Sudanese migrants like Khater are increasingly visible in Brussels, around train stations, in public squares and parks, sometimes sleeping in the streets. Mehdi Kassou, an organizer for a volunteer group that provides shelter for about 500 migrants each night, estimates that about 45 percent of them are Sudanese.

Their presence reflects the latest phase in a migration crisis that has disrupted politics in one European country after another. It also leaves the center-right government of Belgium, which is set to hold elections next year, struggling to reconcile its legal and humanitarian obligations with its “tough but fair” rhetoric on migration, and a determination to avoid large-scale migrant camps in the capital.

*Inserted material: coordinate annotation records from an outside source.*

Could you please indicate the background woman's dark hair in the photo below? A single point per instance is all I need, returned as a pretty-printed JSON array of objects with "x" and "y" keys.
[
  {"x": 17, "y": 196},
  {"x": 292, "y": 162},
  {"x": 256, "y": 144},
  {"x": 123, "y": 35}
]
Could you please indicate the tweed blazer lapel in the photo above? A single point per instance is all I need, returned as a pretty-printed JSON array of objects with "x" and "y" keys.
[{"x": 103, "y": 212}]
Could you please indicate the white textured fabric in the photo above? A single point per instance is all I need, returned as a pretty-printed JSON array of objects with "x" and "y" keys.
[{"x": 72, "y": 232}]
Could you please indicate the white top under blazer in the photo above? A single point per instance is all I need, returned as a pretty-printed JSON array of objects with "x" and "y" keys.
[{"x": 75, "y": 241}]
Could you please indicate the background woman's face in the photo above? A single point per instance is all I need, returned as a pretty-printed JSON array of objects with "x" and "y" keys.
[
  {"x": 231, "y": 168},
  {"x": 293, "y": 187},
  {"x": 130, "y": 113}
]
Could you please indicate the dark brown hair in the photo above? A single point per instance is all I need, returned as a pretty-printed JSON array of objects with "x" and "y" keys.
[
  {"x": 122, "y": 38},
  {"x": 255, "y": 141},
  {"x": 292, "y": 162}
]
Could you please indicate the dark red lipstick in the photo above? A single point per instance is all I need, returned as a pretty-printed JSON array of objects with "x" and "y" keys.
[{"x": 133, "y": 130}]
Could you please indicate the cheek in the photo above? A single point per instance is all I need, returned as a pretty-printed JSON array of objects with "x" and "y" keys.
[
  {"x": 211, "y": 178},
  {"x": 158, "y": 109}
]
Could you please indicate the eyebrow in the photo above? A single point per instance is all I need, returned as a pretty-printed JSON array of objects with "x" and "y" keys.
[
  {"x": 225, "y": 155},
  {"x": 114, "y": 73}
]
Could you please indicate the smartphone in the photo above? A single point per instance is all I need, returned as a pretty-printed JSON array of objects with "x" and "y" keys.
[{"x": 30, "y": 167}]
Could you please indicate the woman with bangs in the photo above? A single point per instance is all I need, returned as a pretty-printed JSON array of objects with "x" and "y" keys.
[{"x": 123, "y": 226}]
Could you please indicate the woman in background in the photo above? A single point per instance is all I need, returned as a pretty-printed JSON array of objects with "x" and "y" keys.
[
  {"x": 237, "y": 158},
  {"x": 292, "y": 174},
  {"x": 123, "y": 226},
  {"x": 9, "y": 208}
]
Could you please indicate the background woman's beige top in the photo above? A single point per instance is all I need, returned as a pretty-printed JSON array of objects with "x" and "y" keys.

Very few of the Sudanese people who have recently arrived in Brussels seem to be planning to stay: Sudan was not among the top 10 countries of origin for those applying for asylum in Belgium last month. Many, like Khater, hope to reach Britain, which is Sudan’s former colonial power and has a sizable Sudanese population.

And some are former residents of the “Jungle,” the camp near Calais, France’s main ferry port for travel to Britain, that became a symbol of the global migration crisis in 2015, home to migrants from the Middle East, Africa, Afghanistan and elsewhere.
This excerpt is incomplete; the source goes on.